Yet, if you believe that maternal mortality is an issue that doesn't affect women in the U.S., think again.

The U.S. is the only developed nation where the maternal death rate is actually rising!

This upward trend means that this leading nation is now in the company of such impoverished places as Afghanistan, El Salvador, and South Sudan.

Here's what these escalating numbers look like on a smaller, more understandable scale:

•Two women die every day from pregnancy-related causes.

•Some parts of America have maternal mortality rates as steep as Sub-Saharan Africa.

•Pregnancy complications are the 6th most common cause of death among women age 20 to 34.

How could this be happening? Why are American women 3 times more likely to die from pregnancy-related complications than their counterparts in other developed nations like Britain and Japan?

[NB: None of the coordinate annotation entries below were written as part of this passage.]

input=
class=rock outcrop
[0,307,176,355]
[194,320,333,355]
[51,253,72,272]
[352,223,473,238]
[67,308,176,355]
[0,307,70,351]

Here are 3 reasons you may not be aware of:

1. Like women in developing nations, women here also face a range of barriers preventing them from obtaining prenatal care. In rural areas across the U.S., hospitals and clinics are few and far between while those serving low-income communities, particularly in urban settings, are often overcrowded and understaffed. And those who are on staff may be overworked or simply unqualified to provide skilled care. Thousands of women are uninsured and those who are eligible for Medicaid receive fewer prenatal care visits at one of the ever-diminishing hospitals and clinics that still accept the low Medicaid reimbursement.

2. America's healthcare is crippled by chronic racism. A report by the Association of Reproductive Health Professionals (ARHP) shows that over the past 50 years, black women who gave birth in the U.S. were approximately 4 times as likely to die as white women!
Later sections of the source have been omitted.